MATC: A Foundation For Success

Solaris Inc. founder Kathy Weatherly credits MATC for accomplishments in medicine, business and life.

Kathy Weatherly outside in the sun

After selling her business, Kathy Weatherly focuses on philanthropy.

One class can change the course of a lifetime. For Kathy Weatherly, that class was at Milwaukee Area Technical College.

As a young mother working as a heating, ventilation and air conditioning operator and security guard at Northwestern Mutual Insurance Company, Weatherly started classes at MATC in January 1988. She enrolled in a course that explained how to study effectively, manage time efficiently, organize materials, cope with exams, write research papers and deliver oral presentations.

“I thought it was just about the most ridiculous class in the world,” Weatherly recalled. “But in the end, that course helped me and my children more than any other class I ever took. It became the basis for all the success I have had in my life.”

And Weatherly has had quite a lot of success. Her classes at MATC provided the foundation to earn three college degrees, work as an occupational therapist, start and operate a highly-successful, multi-million dollar medical equipment business and become a respected philanthropist and servant leader.

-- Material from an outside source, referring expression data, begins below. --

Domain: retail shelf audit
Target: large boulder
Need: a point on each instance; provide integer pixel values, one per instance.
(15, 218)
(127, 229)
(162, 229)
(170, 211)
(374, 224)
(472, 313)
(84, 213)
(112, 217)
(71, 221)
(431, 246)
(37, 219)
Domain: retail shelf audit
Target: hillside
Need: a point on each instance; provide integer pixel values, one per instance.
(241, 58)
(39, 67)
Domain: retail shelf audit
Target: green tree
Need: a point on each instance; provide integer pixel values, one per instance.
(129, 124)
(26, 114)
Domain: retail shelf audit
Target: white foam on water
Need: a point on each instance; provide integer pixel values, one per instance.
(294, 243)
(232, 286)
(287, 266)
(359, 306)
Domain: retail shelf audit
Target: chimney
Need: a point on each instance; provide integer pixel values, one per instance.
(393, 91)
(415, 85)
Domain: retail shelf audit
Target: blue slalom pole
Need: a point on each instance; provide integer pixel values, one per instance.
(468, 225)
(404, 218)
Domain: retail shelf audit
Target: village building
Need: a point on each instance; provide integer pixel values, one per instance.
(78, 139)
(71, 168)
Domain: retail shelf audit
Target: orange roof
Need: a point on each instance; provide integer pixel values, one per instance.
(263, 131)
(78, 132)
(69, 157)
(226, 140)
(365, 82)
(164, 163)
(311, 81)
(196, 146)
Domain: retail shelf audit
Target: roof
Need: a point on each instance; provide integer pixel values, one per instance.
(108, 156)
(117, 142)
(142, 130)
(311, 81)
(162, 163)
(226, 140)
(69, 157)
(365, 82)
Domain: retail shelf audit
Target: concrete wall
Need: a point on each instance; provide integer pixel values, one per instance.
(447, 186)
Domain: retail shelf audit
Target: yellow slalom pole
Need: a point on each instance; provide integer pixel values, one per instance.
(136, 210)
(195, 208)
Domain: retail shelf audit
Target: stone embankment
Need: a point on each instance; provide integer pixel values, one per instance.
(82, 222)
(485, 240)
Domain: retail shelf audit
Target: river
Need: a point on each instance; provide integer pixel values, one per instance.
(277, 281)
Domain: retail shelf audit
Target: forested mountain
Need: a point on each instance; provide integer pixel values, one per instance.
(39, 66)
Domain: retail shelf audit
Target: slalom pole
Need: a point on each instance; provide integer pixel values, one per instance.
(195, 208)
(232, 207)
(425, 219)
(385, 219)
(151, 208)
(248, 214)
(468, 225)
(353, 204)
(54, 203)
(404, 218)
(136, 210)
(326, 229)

“At MATC, I found out I loved learning,” Weatherly said. “I loved reading books. It built my self-esteem and made me curious about the world. To me that’s what MATC represents: You can enter the next level of education with a support network to help overcome any fears and insecurities you might have.”

Born in Missoula, Montana, and raised in Washington state, Weatherly was never expected to — and certainly not encouraged to — attend college. “My mother always said ‘men go to college and women marry men,’” she said.

The family moved to Kennewick, Washington, and Weatherly graduated from Kamiakin High School in 1974. She met her husband, Richard, when he was serving as a VISTA volunteer. They married in 1975 and moved to Milwaukee, where Richard grew up and attended high school and college. He worked in the Waukesha school district while she raised their sons and worked at Northwestern Mutual.

Weatherly’s husband encouraged her to take classes, and MATC offered an affordable, convenient option with a diverse student population. “College was so foreign, so extremely frightening to me,” she remembered.

Technical Colleges are a way to get into the door and gain the skills that are in demand.

Kathy Weatherly MATC alumna

Despite her anxiety, she took several English courses, speech, anatomy, physiology, science and math. She took classes during the day, at night and on weekends, whenever she could fit them into her schedule. She would frequently take her kids to Chuck E. Cheese so they could play while she studied.

“The flexibility MATC offered was another great part of the experience,” she said. “I started out thinking I couldn’t do it, but I found out I could learn and I enjoyed learning. I became an education addict. My memories of MATC are so vivid because the school made such an impression on me. It represented a dramatic change in my life.”

Weatherly went on to earn three degrees from what is now Mount Mary University, in art, occupational therapy and business. She started working as an occupational therapist for Health Reach, a contract provider. There, she and several co-workers began trying to figure out ways to better treat lymphedema, a swelling of the skin caused by diseases like cancer.

They discovered something that worked — chipped foam covered in quilted sleeves — and began assembling customized compression products. Weatherly started making them at home, in her son Kyle’s bedroom while he was away at college. She soon expanded to the basement, then the living room. Kyle returned home from college and discovered “mom’s hobby” had turned into a big, burgeoning business — Solaris Inc. was born.

In 2006, Weatherly urged Kyle to take the helm of the company. From Weatherly’s Brookfield home, Solaris moved into a 15,000-square-foot facility in West Allis, then built a $5.3 million, 68,000-square-foot facility at the Menomonee Valley Industrial Center.

In 2014, the European firm Lohmann & Rauscher (L&R), an international supplier of medical devices and hygiene products, acquired Solaris for an undisclosed price — enough to take care of Weatherly and her family for the rest of their lives.

Today, Weatherly and her husband divide their time between Wisconsin and Florida. She joined the Lymphedema Association of North America (LANA) board in 2001, and now serves as vice president. She is coordinating and planning LANA’s lymphedema summit in October in St. Louis.

“The learning never stops,” she said. “It keeps me mentally busy, keeps me interested in learning. If I don’t have a project, I’ll make up something.”

Kyle Weatherly runs Vliet Street Capital, a Milwaukee investment firm that supports non-tech startups. Two of Kathy’s sons went to four-year colleges, while another took several classes at MATC before attending Pinellas Technical College in Florida. Today he’s a successful plumber and business owner.

“Technical colleges are a way to get in the door and gain the skills that are in demand,” Weatherly said.

And even one course at a technical college can make the difference.

“After a while, I gained the confidence that I needed, but the education all goes back to that one class at MATC,” Weatherly said. “Without that class, I wouldn’t have had the skillset to be successful.”